One thing is for sure: If Trump is impeached, he will set Rudolf Guliani aside and hire the best team of criminal-defense lawyers in the country. If pro-impeachment advocates think that the impeachment trial will be a nice, polite, one-sided affair in which they simply introduce into evidence Robert Mueller’s report, they are hopelessly naïve. Trump’s lawyers will subpoena every deep state actor involved in the controversy with the aim of establishing that all this was a deep state effort to help Hillary Clinton win the election and then to oust Trump from office before the 2020 election. That might be one reason that House Speaker Nancy Pelosi is showing some reluctance to rush headlong to an impeachment vote.
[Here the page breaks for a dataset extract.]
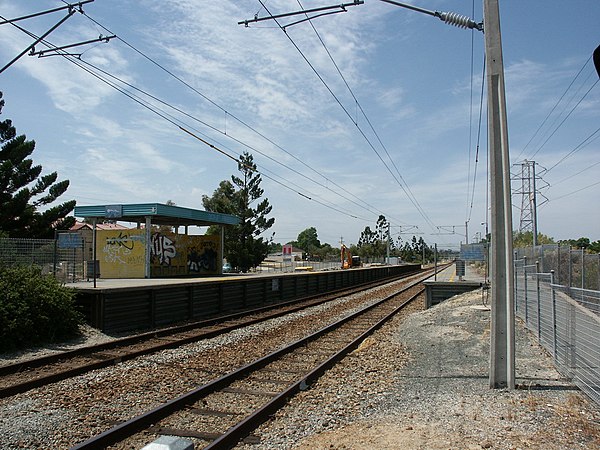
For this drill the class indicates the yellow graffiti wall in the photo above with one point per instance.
(122, 253)
(177, 255)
There is one possible reason why some conservatives and maybe even some libertarians would view Trump’s impeachment as a victory for freedom. In its 2016 report ranking the nation’s governors for tax and fiscal responsibility, the Cato Institute gave Vice President Mike Pence an “A” rating. Therefore, it would stand to reason that a conservative or possibly even a libertarian might feel that replacing Trump with Pence would advance freedom in America.
They are wrong. Pence is every bit as much a Republican statist as Trump. They both believe in the welfare-warfare-state way of life and, in fact, Pence might be an even more fervent believer in America’s forever wars than Trump. At recent commencement exercises at West Point, Pence essentially told the West Pointers that they had better be prepared for waging endless war. As James Madison pointed out, of all the enemies to liberty, war is the biggest.
There are no short cuts to a free society. What we libertarians need to do is keep our focus on the goal line — freedom, not impeachment — which means continuing to stand fast for libertarian principles.